When it comes to hiring, AI has the potential to create greater fairness. However, fulfillment of this potential requires users of AI systems to also understand the current limitations of AI and the major drawbacks of using it to make judgments about people. Affirmity Principal Business Consultant, Patrick McNiel, PhD, considers the “dystopian now” of AI use for the selection and assessment of new hires.

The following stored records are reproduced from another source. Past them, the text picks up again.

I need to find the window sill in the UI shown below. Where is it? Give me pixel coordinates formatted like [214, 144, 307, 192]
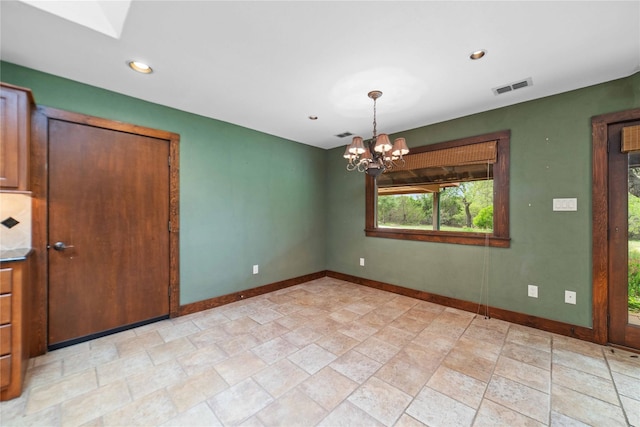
[365, 228, 511, 248]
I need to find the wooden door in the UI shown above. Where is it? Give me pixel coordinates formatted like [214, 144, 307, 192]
[48, 120, 170, 348]
[608, 121, 640, 349]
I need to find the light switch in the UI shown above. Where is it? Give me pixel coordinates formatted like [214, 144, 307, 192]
[553, 198, 578, 211]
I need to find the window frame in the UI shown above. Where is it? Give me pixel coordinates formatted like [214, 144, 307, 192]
[364, 130, 511, 248]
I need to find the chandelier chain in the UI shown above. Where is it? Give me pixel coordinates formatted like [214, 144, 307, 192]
[372, 98, 378, 143]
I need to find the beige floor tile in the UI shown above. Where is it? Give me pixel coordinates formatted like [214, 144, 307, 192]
[208, 378, 273, 425]
[348, 377, 413, 426]
[251, 337, 299, 365]
[158, 322, 200, 342]
[385, 293, 421, 311]
[215, 351, 267, 385]
[0, 404, 62, 427]
[406, 387, 476, 427]
[329, 308, 360, 323]
[177, 344, 228, 376]
[604, 348, 640, 380]
[553, 365, 618, 405]
[251, 322, 289, 342]
[551, 384, 627, 427]
[298, 366, 358, 411]
[222, 316, 259, 335]
[167, 369, 229, 412]
[330, 350, 382, 384]
[427, 366, 487, 409]
[354, 337, 400, 364]
[454, 334, 502, 361]
[62, 344, 118, 376]
[26, 369, 98, 414]
[373, 326, 416, 347]
[217, 334, 260, 356]
[389, 314, 430, 335]
[32, 342, 90, 366]
[274, 314, 309, 331]
[248, 308, 283, 325]
[411, 329, 458, 357]
[147, 337, 196, 365]
[462, 319, 507, 347]
[473, 399, 547, 427]
[552, 349, 611, 379]
[61, 380, 131, 426]
[338, 319, 379, 341]
[375, 344, 442, 396]
[116, 331, 164, 357]
[494, 356, 557, 394]
[501, 342, 551, 371]
[89, 329, 136, 349]
[553, 335, 604, 359]
[318, 400, 384, 427]
[103, 390, 178, 426]
[126, 360, 187, 400]
[394, 414, 427, 427]
[282, 326, 322, 348]
[485, 375, 550, 423]
[192, 308, 230, 330]
[24, 359, 62, 388]
[550, 411, 592, 427]
[96, 351, 153, 386]
[253, 359, 309, 398]
[506, 325, 551, 352]
[288, 344, 337, 375]
[316, 331, 360, 356]
[258, 389, 327, 427]
[442, 347, 495, 382]
[620, 396, 640, 426]
[162, 403, 222, 427]
[611, 372, 640, 400]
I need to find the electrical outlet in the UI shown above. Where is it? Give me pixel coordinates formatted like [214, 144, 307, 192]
[564, 291, 576, 304]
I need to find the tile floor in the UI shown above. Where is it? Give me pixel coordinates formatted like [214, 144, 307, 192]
[0, 278, 640, 427]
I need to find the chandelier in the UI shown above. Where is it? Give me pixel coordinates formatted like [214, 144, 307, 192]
[343, 90, 409, 177]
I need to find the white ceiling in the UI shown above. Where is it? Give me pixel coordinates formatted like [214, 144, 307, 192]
[0, 0, 640, 148]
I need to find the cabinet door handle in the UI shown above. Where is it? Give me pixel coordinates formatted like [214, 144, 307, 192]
[53, 242, 75, 251]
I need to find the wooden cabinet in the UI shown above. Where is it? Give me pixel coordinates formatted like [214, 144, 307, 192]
[0, 257, 31, 400]
[0, 83, 34, 191]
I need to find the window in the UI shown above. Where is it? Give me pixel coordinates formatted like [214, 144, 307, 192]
[365, 131, 510, 247]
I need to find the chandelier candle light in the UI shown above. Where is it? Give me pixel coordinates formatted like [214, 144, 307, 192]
[343, 90, 409, 177]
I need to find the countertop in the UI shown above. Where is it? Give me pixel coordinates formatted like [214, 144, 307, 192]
[0, 248, 33, 262]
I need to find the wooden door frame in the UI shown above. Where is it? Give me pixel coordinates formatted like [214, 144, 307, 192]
[591, 108, 640, 344]
[30, 107, 180, 357]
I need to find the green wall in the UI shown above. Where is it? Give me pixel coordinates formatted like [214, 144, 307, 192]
[0, 62, 326, 304]
[0, 62, 640, 327]
[327, 73, 640, 327]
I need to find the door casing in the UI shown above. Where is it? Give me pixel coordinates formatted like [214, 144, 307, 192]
[591, 108, 640, 344]
[30, 107, 180, 357]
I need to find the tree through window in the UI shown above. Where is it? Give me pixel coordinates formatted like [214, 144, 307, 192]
[365, 131, 509, 247]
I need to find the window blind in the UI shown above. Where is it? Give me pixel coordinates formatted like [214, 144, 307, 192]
[621, 125, 640, 153]
[392, 141, 498, 171]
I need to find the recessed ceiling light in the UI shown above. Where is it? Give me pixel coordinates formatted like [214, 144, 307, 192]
[469, 49, 487, 61]
[128, 61, 153, 74]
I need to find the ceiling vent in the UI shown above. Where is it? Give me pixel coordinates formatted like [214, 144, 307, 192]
[492, 77, 533, 95]
[336, 132, 353, 138]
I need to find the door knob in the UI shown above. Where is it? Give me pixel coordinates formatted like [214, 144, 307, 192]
[53, 242, 74, 251]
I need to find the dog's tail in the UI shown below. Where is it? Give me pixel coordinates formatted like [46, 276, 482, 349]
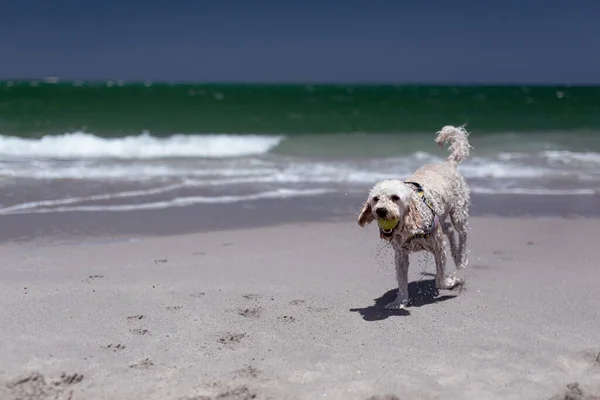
[435, 125, 472, 165]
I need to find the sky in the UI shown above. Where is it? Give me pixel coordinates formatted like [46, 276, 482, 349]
[0, 0, 600, 84]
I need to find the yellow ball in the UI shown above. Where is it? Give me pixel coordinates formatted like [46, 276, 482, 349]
[377, 218, 398, 231]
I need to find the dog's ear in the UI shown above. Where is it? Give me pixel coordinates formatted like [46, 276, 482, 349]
[402, 196, 423, 232]
[358, 200, 375, 226]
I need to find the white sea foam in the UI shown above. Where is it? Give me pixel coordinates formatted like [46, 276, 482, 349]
[0, 132, 283, 159]
[0, 189, 332, 214]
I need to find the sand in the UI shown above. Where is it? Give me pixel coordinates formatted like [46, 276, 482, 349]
[0, 217, 600, 400]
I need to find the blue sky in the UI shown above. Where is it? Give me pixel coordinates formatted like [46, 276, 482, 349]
[0, 0, 600, 84]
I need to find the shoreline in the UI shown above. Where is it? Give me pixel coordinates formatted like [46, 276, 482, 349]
[0, 192, 600, 242]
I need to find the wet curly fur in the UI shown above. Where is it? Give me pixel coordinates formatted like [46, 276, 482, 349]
[358, 126, 471, 309]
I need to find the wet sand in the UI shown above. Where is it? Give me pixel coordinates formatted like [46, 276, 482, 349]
[0, 217, 600, 400]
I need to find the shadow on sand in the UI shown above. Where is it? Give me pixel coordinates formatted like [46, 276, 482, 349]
[350, 279, 456, 321]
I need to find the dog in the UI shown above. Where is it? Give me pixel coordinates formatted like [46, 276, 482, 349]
[358, 125, 472, 310]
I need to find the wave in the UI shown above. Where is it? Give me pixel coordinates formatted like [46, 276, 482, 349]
[0, 132, 283, 159]
[0, 189, 332, 214]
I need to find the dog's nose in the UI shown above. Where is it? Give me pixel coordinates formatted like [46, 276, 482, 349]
[375, 207, 387, 218]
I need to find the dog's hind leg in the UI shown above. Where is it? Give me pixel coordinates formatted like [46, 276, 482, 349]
[442, 222, 458, 267]
[432, 241, 461, 289]
[450, 208, 469, 269]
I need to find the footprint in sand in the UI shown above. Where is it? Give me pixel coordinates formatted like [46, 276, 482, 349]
[217, 332, 247, 346]
[277, 315, 296, 323]
[102, 343, 125, 353]
[237, 307, 262, 318]
[129, 358, 154, 369]
[129, 329, 150, 336]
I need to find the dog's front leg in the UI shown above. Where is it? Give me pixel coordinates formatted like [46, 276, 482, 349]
[385, 248, 408, 310]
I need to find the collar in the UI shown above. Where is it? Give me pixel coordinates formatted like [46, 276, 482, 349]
[404, 181, 440, 241]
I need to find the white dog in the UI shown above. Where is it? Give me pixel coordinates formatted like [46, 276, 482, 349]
[358, 126, 471, 309]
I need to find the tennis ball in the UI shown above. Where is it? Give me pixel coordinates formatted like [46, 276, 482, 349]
[377, 218, 398, 231]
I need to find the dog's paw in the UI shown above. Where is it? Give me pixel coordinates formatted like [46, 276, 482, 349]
[385, 299, 408, 310]
[437, 276, 465, 290]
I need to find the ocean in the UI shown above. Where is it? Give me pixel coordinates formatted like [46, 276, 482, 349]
[0, 79, 600, 219]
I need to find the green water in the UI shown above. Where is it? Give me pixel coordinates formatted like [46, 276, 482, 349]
[0, 81, 600, 137]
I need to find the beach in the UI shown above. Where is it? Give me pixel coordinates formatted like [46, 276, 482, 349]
[0, 208, 600, 400]
[0, 80, 600, 400]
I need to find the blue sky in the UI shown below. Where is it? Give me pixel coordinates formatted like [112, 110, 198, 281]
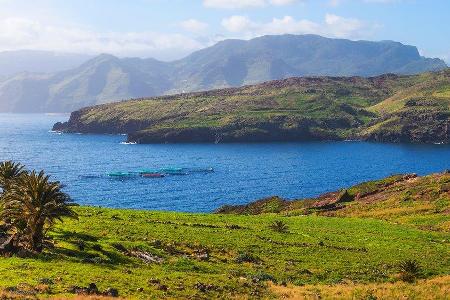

1) AI Makes Decisions in a Black Box
In many cases, how AI arrives at the outputs, decisions, and recommendations it makes in selection scenarios is unknown. The number of mathematical operations and weights these algorithms apply to data to gain predictive utility is so enormously complex, and in many cases unintuitive, that even experts have a hard—if not impossible—time figuring out how and why the systems output what they output. These black box decisions and recommendations are extremely unsatisfying and risky, as explainable decisions are more defensible in court, more palatable to test takers, and in some cases a legal requirement.
The EEOC has offered the following guidance on this subject: “Employers may wish to avoid using algorithmic decision-making tools that do not directly measure necessary abilities and qualifications for performing a job, but instead make inferences about those abilities and qualifications based on characteristics that are correlated with them.” Unfortunately, AI systems often do just that.
To address the problems of the black box, efforts have been made to create explainable AI, which would allow for an understanding of how AI recommendations are arrived at. However, explainable AI is in its infancy and has only recently been attempted in the candidate assessment space.
DATA QUALITY ASSISTANCE FROM THE BLOG | ‘4 Signs That Your Applicant Data Won’t Pass an OFCCP Audit’
2) AI May Utilize Information That Has No Job Relevance
Because AI systems may render black box decisions, it can be exceedingly unclear how the information they use to create scores or make recommendations is related to the job and is consistent with business necessity. Additionally, trends in new laws are making it more important in the candidate assessment context to be able to specify what constructs are being measured and how those constructs have conceptual relevance to the job.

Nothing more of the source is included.